Me (28, M) and my girl (23, F) have been together for 1.5 years. Overall our time together has made both of us very happy and we always supported and cared for each other. There is one thing though. About 7-8 months in the relationship we've been having bedroom issues. She is submissive and she can't get that dominant energy from me. I do things that are somewhat dominant in bed (and sex was amazing during the first 6 months of our relationship) but now she says she doesn't think it's genuine. We've obviously gotten to know each other better and she sees me as calm, secure, safe, emotionally mature and rational and she says she can't get that 'rude' thing from me which would potentially turn her on. I would like to also note she's on antidepressants for anxiety and we've noticed that when she doesn't take them that sex is much, much better for both.A few months ago she went on a trip with her uni and I notice that during these kinds of trips she acts a bit distant with me and I don't feel like we're connected. She came back from it and said she feels really bad that she had thoughts about a guy there. And this type of person she would never be with and she wouldn't cheat on me, it's just that she feels like it reflects the fact that I'm lacking this dominant element for her.Yesterday she came back from another one of these trips and basically told me the same thing. This time, it crushed me. I have stopped blaming myself and now I am facing the reality that I might just be with someone who isn't truly into me like that. I've cried to her and expressed my hurt, she listened, but didn't cry (she says she feels numb due to antidepressants) and in general I don't think to her this has the same stakes as it does for me. She insists she wants to continue the relationship but doesn't know what to do about this in this moment. I genuinely trust she's being honest with me but I feel like I'm with a stranger all of a sudden. Any advice?
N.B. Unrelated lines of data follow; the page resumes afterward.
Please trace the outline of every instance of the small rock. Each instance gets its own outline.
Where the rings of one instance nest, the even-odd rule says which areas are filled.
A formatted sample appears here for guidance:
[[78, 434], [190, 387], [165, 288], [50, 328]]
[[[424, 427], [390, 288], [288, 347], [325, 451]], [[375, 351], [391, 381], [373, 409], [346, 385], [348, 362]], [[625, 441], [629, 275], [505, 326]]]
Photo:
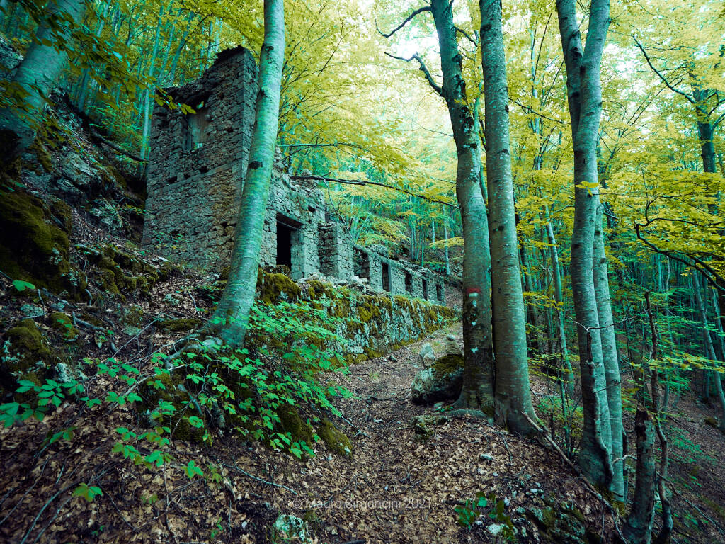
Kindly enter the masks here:
[[20, 306], [20, 311], [25, 317], [36, 318], [45, 315], [45, 310], [40, 306], [34, 304], [23, 304]]
[[463, 350], [458, 345], [458, 340], [453, 334], [446, 337], [446, 355], [463, 355]]
[[488, 527], [486, 527], [486, 529], [488, 529], [489, 532], [495, 537], [501, 532], [501, 530], [504, 528], [504, 527], [505, 526], [500, 523], [492, 523], [488, 526]]
[[433, 351], [433, 346], [429, 343], [423, 345], [423, 347], [420, 347], [420, 351], [418, 353], [418, 356], [420, 358], [420, 362], [423, 363], [423, 368], [424, 368], [431, 366], [436, 362], [436, 354]]
[[291, 516], [288, 514], [282, 514], [275, 521], [274, 525], [272, 526], [272, 530], [278, 537], [277, 540], [278, 540], [282, 539], [285, 539], [285, 541], [286, 540], [299, 540], [302, 544], [312, 543], [307, 524], [297, 516]]

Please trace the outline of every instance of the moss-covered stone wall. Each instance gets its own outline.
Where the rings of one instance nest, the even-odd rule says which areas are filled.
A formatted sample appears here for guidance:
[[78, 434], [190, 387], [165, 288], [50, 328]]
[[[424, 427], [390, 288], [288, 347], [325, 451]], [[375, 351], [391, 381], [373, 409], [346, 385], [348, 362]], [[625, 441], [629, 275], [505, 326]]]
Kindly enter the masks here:
[[349, 361], [380, 357], [460, 318], [452, 308], [427, 300], [362, 292], [319, 280], [298, 284], [283, 273], [261, 272], [257, 297], [264, 303], [307, 302], [336, 318], [335, 332], [347, 339], [336, 349]]

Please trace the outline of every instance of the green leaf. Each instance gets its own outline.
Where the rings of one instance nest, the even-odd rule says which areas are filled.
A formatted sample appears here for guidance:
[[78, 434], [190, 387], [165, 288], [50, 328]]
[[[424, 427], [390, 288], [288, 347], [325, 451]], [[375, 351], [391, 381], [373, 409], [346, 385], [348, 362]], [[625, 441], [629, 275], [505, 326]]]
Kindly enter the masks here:
[[196, 463], [194, 460], [190, 461], [186, 466], [184, 467], [184, 472], [186, 473], [186, 476], [189, 479], [194, 479], [196, 476], [203, 476], [204, 472], [202, 469], [196, 466]]
[[22, 292], [25, 289], [30, 289], [30, 291], [35, 291], [36, 286], [28, 281], [23, 281], [22, 279], [14, 279], [12, 281], [12, 287], [15, 288], [16, 291]]
[[88, 484], [80, 484], [73, 490], [74, 497], [83, 497], [89, 503], [99, 495], [103, 495], [101, 488], [95, 485], [89, 486]]

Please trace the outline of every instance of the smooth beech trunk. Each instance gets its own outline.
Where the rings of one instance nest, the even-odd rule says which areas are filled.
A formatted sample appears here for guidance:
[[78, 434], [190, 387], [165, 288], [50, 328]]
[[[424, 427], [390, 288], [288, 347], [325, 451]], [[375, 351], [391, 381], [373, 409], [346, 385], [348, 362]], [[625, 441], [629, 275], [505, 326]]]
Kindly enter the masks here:
[[249, 166], [241, 192], [229, 280], [210, 320], [212, 330], [233, 347], [244, 345], [254, 302], [265, 211], [269, 199], [279, 121], [279, 96], [284, 62], [282, 0], [265, 0], [265, 38], [260, 53], [259, 91]]
[[85, 9], [83, 0], [53, 0], [48, 4], [46, 16], [12, 78], [13, 85], [25, 94], [20, 107], [0, 110], [0, 155], [17, 157], [35, 140], [46, 100], [67, 63], [65, 49], [53, 46], [59, 41], [60, 48], [69, 46]]
[[486, 205], [481, 192], [480, 139], [465, 93], [453, 10], [447, 0], [432, 0], [438, 31], [442, 95], [448, 107], [458, 165], [456, 195], [463, 228], [463, 388], [459, 408], [494, 411], [493, 344], [491, 323], [491, 257]]
[[567, 101], [574, 152], [574, 225], [571, 289], [581, 371], [584, 426], [579, 463], [602, 489], [612, 482], [611, 427], [594, 279], [594, 242], [599, 206], [597, 144], [602, 115], [602, 54], [609, 26], [608, 0], [592, 0], [582, 50], [574, 0], [557, 0], [566, 65]]
[[486, 177], [496, 365], [496, 419], [514, 432], [536, 432], [526, 354], [526, 314], [518, 264], [509, 151], [508, 89], [500, 0], [481, 0]]
[[[598, 199], [598, 198], [597, 198]], [[607, 255], [604, 249], [604, 205], [597, 206], [594, 239], [594, 286], [599, 313], [600, 332], [602, 338], [602, 358], [607, 384], [607, 403], [609, 407], [609, 428], [611, 436], [612, 459], [624, 456], [624, 428], [622, 426], [621, 376], [619, 373], [619, 358], [617, 354], [616, 334], [614, 318], [612, 317], [612, 300], [609, 294], [609, 276]], [[602, 421], [602, 424], [605, 422]], [[617, 500], [624, 502], [624, 461], [612, 463], [612, 493]]]
[[629, 544], [650, 544], [655, 520], [655, 489], [657, 486], [655, 425], [644, 406], [637, 406], [634, 419], [637, 435], [637, 482], [632, 508], [622, 529]]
>>33587745Pharmaceuticals are the devil. They are robbing your gf's judgement, sexuality, and will eventually take her soul. If you try and convince her to get off them she will think you're psychotic/selfish/abusive. Big pharma claims another one (two)
>>33587788they have helped tremendously with physical symptoms of her anxiety but she also wants to get off them herslef, because she wants to be able to handle it herself etc. She's tried before and it was incredibly hard so she got back on. Her official advice from her therapy was "quit them slowly when you're ready, taper off". We are not in the US so different story maybe.
>>33587792Anxiety is a fucking retarded meme. It is just immaturity. This is coming from someone who once had such bad "anxiety" and "panic attacks" that I would actually black out and collapse on the floor, even broke some teeth from dropping unconscious onto my face. What finally helped was realizing that anxiety is fucking fake loser bullshit and a person with real agency determines their fate and does uncomfortable things because they must and not doing so makes me a weak subhuman.
>>33587797Can you explain more? What was then causing this anxiety within you? How did you end up maturing past it?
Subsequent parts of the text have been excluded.